Solve for X: Rational Equation 7/(6+3x-5(x+2)) = 1/(4(2-x))

Solve for X:

$\frac{7}{6+3x-5(x+2)}=\frac{1}{4(2-x)}$

To solve the given equation:

$\frac{7}{6 + 3x - 5(x + 2)} = \frac{1}{4(2-x)}$

we will follow these steps:

• Simplify the expression inside the denominators.
• Cross-multiply to eliminate the fractions.
• Solve the resulting linear equation for $x$.
• Check the solution in the original equation to ensure there are no extraneous solutions.

Let's go through each step:

Step 1: Simplify the denominators
The first step is to simplify the expression in the denominator on the left-hand side: $6 + 3x - 5(x + 2)$.

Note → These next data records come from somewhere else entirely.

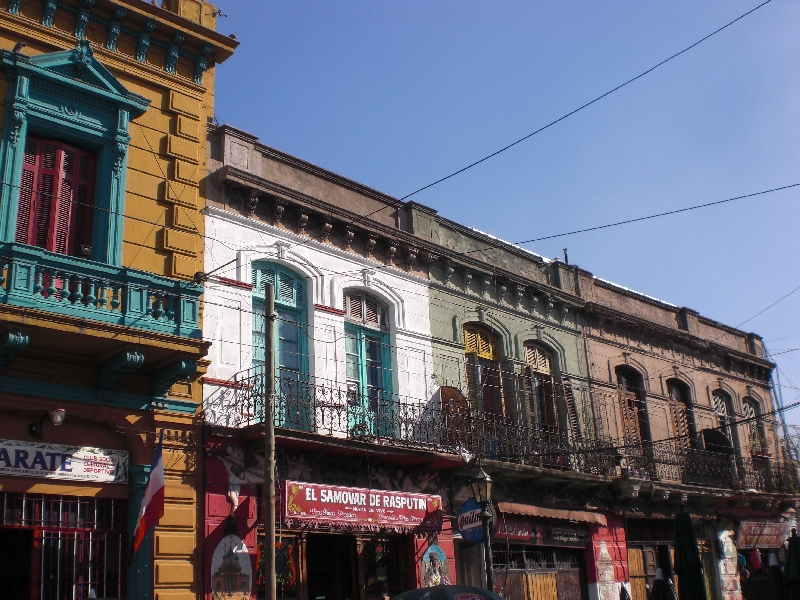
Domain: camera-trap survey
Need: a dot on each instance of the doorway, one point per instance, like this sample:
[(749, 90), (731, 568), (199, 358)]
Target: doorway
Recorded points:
[(330, 567), (16, 547)]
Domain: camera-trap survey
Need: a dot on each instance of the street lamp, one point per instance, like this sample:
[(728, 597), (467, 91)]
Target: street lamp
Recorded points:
[(482, 490)]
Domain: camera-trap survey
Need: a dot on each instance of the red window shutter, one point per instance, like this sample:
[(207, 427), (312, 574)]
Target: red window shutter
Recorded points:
[(27, 202), (56, 196), (46, 193)]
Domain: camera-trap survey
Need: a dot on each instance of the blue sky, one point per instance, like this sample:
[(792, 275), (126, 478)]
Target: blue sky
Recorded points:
[(398, 94)]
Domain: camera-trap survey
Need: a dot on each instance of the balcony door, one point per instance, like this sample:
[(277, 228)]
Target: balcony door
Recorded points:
[(292, 400)]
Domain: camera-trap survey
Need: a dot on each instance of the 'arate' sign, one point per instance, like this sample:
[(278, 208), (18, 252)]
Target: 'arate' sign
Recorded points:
[(360, 508)]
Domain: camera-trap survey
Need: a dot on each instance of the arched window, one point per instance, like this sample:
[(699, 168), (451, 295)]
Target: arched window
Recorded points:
[(291, 344), (368, 364), (756, 434), (484, 379), (682, 413), (633, 407), (538, 384)]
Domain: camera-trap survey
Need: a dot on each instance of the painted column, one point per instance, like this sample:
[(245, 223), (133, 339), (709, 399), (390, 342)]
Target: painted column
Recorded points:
[(140, 569), (607, 559)]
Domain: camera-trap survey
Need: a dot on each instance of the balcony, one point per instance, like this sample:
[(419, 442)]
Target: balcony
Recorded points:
[(328, 409), (34, 278)]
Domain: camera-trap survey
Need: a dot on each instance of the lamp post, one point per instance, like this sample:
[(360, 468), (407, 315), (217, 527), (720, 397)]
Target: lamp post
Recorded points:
[(482, 490)]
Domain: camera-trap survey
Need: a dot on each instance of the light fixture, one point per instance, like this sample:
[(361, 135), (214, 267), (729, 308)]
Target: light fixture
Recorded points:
[(57, 416), (482, 490)]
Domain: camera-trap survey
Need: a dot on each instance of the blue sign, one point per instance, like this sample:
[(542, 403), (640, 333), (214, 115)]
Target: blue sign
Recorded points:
[(469, 521)]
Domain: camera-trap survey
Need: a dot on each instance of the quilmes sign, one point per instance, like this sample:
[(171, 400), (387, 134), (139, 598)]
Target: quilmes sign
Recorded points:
[(469, 521), (54, 461)]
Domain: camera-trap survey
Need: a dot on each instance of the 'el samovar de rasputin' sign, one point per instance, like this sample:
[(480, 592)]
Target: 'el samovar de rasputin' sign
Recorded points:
[(56, 461)]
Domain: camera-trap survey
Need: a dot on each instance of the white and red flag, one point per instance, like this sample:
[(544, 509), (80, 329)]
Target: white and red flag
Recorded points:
[(152, 508)]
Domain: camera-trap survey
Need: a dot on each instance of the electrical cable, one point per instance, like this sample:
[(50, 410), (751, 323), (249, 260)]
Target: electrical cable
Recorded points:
[(580, 108)]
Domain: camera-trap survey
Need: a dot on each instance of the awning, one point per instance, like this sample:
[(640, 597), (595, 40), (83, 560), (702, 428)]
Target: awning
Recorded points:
[(551, 513)]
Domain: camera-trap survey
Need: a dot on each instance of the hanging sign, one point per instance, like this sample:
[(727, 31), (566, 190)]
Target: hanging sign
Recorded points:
[(761, 534), (360, 508), (54, 461), (469, 521)]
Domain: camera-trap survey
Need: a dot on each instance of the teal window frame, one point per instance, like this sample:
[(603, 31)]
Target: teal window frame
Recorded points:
[(368, 413), (69, 96), (291, 408)]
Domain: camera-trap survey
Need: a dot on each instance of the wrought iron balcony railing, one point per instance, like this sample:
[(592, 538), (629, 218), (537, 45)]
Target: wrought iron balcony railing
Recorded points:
[(35, 278), (329, 409)]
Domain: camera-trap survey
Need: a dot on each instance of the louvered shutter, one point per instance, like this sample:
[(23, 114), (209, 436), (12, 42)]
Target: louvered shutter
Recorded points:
[(285, 291), (371, 312), (572, 409), (56, 197), (25, 211), (46, 188), (473, 386), (83, 202)]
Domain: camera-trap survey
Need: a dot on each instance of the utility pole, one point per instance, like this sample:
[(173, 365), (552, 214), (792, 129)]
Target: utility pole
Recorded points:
[(269, 442)]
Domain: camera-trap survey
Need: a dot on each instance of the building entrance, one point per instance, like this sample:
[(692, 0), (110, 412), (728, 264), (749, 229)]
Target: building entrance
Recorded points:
[(16, 548), (331, 567)]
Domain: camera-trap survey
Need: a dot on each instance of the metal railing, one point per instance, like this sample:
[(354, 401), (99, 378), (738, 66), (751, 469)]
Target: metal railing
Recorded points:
[(330, 409), (35, 278)]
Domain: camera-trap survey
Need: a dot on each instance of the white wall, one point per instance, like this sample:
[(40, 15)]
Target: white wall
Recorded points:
[(227, 317)]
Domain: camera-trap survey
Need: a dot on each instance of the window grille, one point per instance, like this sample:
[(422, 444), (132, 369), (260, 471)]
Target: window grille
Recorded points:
[(78, 543), (56, 197)]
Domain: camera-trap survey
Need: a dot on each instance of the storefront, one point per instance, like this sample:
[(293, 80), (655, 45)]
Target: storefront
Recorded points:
[(333, 541), (651, 546), (537, 553), (756, 542), (64, 514)]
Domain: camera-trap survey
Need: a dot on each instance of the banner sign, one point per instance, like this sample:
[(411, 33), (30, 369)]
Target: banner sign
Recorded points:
[(761, 534), (360, 508), (541, 534), (54, 461), (470, 525)]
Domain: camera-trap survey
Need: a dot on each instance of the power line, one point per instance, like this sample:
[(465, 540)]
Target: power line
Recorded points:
[(580, 108), (664, 214)]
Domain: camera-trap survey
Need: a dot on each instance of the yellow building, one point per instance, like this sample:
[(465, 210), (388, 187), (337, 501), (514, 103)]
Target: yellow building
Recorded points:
[(101, 166)]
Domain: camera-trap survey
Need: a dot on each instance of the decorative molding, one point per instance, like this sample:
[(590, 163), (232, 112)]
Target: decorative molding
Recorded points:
[(49, 12), (327, 227), (201, 63), (330, 309), (112, 369), (83, 18), (144, 40), (349, 236), (372, 241), (12, 342), (302, 222), (114, 28), (174, 51), (170, 374)]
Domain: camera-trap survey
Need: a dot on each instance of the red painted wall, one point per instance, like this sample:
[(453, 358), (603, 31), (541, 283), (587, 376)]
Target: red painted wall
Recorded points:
[(616, 543), (217, 509)]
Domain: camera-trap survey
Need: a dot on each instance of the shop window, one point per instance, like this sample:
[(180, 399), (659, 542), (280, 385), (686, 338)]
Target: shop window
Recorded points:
[(368, 366), (755, 426), (56, 197), (78, 542), (291, 361)]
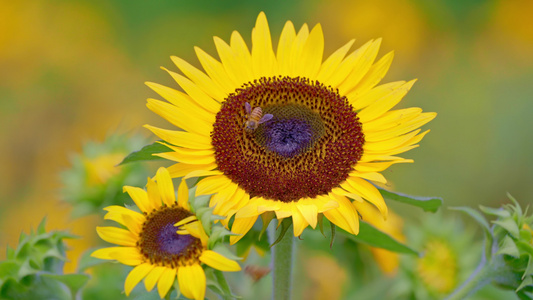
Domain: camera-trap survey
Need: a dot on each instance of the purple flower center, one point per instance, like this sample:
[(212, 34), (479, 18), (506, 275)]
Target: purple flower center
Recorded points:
[(288, 137)]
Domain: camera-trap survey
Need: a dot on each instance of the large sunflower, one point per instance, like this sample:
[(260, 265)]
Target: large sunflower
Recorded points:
[(164, 241), (331, 132)]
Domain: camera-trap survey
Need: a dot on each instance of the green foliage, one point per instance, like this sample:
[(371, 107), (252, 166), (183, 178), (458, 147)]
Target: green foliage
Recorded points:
[(431, 204), (508, 260), (95, 181), (34, 269), (147, 153)]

Distribute the $-5$ in the expression:

$6 + 3x - 5(x + 2) \implies 6 + 3x - 5x - 10$

Combine like terms:

$6 - 10 + 3x - 5x \implies -4 - 2x$

So, the equation becomes:

$\frac{7}{-4 - 2x} = \frac{1}{4(2-x)}$

Now, simplify $4(2-x)$:

$4(2-x) = 8 - 4x$

So the equation is:

$\frac{7}{-4 - 2x} = \frac{1}{8 - 4x}$

Step 2: Cross-multiply to eliminate fractions
Cross-multiply to get rid of the fractions:

$7 \times (8 - 4x) = 1 \times (-4 - 2x)$

Distribute on both sides:

$56 - 28x = -4 - 2x$

Step 3: Solve the linear equation for $x$
Rearrange the equation to bring like terms together:

$56 + 4 = 28x - 2x$

Simplify:

$60 = 26x$

Divide both sides by 26 to solve for $x$:

$x = \frac{60}{26} = \frac{30}{13}$

Step 4: Verify the solution
We need to ensure that our solution satisfies the original equation and doesn't create a situation where the denominator is zero:

We found $x = \frac{30}{13}$, so check that:

$6 + 3x - 5(x + 2) \neq 0$

Substitute $x = \frac{30}{13}$ back into the simplified denominator:

$-4 - 2 \left(\frac{30}{13}\right) \neq 0$

Calculate:

$-4 - \frac{60}{13} = \frac{-52 - 60}{13} = \frac{-112}{13} \neq 0$

Thus, the solution is valid.

Therefore, the solution to the problem is $x = \frac{30}{13}$.